The IPO of Kuwaiti supermarket operator Trolley reached a final deal size of KD59.5m (US$194m) after upsizing following strong demand.

The all-secondary offer had initially comprised 82.5m shares for a 30% free-float however this was increased to nearly 96.3m shares, representing 35% of the company. Books had been covered shortly after opening on February 9 with strong visibility on demand ahead of launch. 

Shares priced at the top of a KD0.60–KD0.618 range, valuing the company at nearly KD170m and coming in line with peer Spinneys at around 15.5 times 2026 P/E.

A short bookbuild closed on February 12, with demand leaving the deal 15 times subscribed even after the upsize with a book of around 3,000 lines.

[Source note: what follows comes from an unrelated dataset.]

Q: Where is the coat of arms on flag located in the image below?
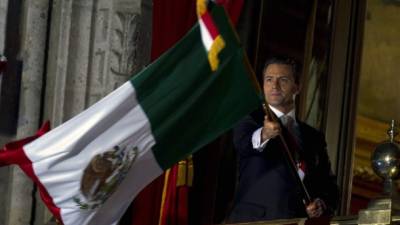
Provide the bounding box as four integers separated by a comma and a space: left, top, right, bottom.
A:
74, 145, 139, 210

International demand alone left the deal multiple times subscribed, though heavy scale backs saw international money allocated around 25%. This included regional accounts with notable demand reported from other smaller Middle Eastern markets such as Oman, Bahrain and Kuwait.

A number of accounts were zeroed, with allocations skewed towards those who had followed the company during an extensive early look process.

One undisclosed anchor took around 20% of the deal.

There was no retail offer; however; strong demand was received from high-net-worth individuals.

Shares are expected to begin trading on March 2, with allocations still subject to regulatory approval.

EFG Hermes and National Investments Company ran the deal.